Credit cost: Claygent uses more credits than standard enrichments (typically 5-10 credits per row). Use it selectively - run Claygent only on Tier 1 accounts that passed your scoring threshold, not on every lead.
PRO TIP
Credit Optimization Tricks
Clay credits are the main cost driver. Here is how to get maximum value:
Bring your own API keys. For providers like BuiltWith, Prospeo, Dropcontact, and Hunter - connect your own API keys in Clay settings. These enrichments use your provider subscription instead of Clay credits. If you already pay for Prospeo ($39/month for 5,000 lookups), route those lookups through your key instead of burning Clay credits.

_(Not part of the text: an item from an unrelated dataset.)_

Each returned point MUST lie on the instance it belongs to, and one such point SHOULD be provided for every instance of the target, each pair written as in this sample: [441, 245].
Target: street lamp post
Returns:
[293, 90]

Filter before enriching. Do not enrich every row in your table. Add filter conditions: only enrich companies with 50+ employees, only find contacts with VP or Director in the title, only run Claygent on accounts scoring 40+. Every filter saves credits on low-value leads.
Batch processing. Upload your full lead list, run the cheap enrichments first (company name, industry, size), filter to qualified accounts, then run the expensive enrichments (email waterfall, Claygent research) only on the filtered set.
Template tables. Build your enrichment workflow once, save it as a template. New campaigns start from the template instead of rebuilding from scratch. This prevents mistakes that waste credits on misconfigured enrichments.
Monitor credit usage. Clay shows credit consumption per column. If one enrichment is burning credits without adding value (low fill rate, data you do not use), remove it from the waterfall.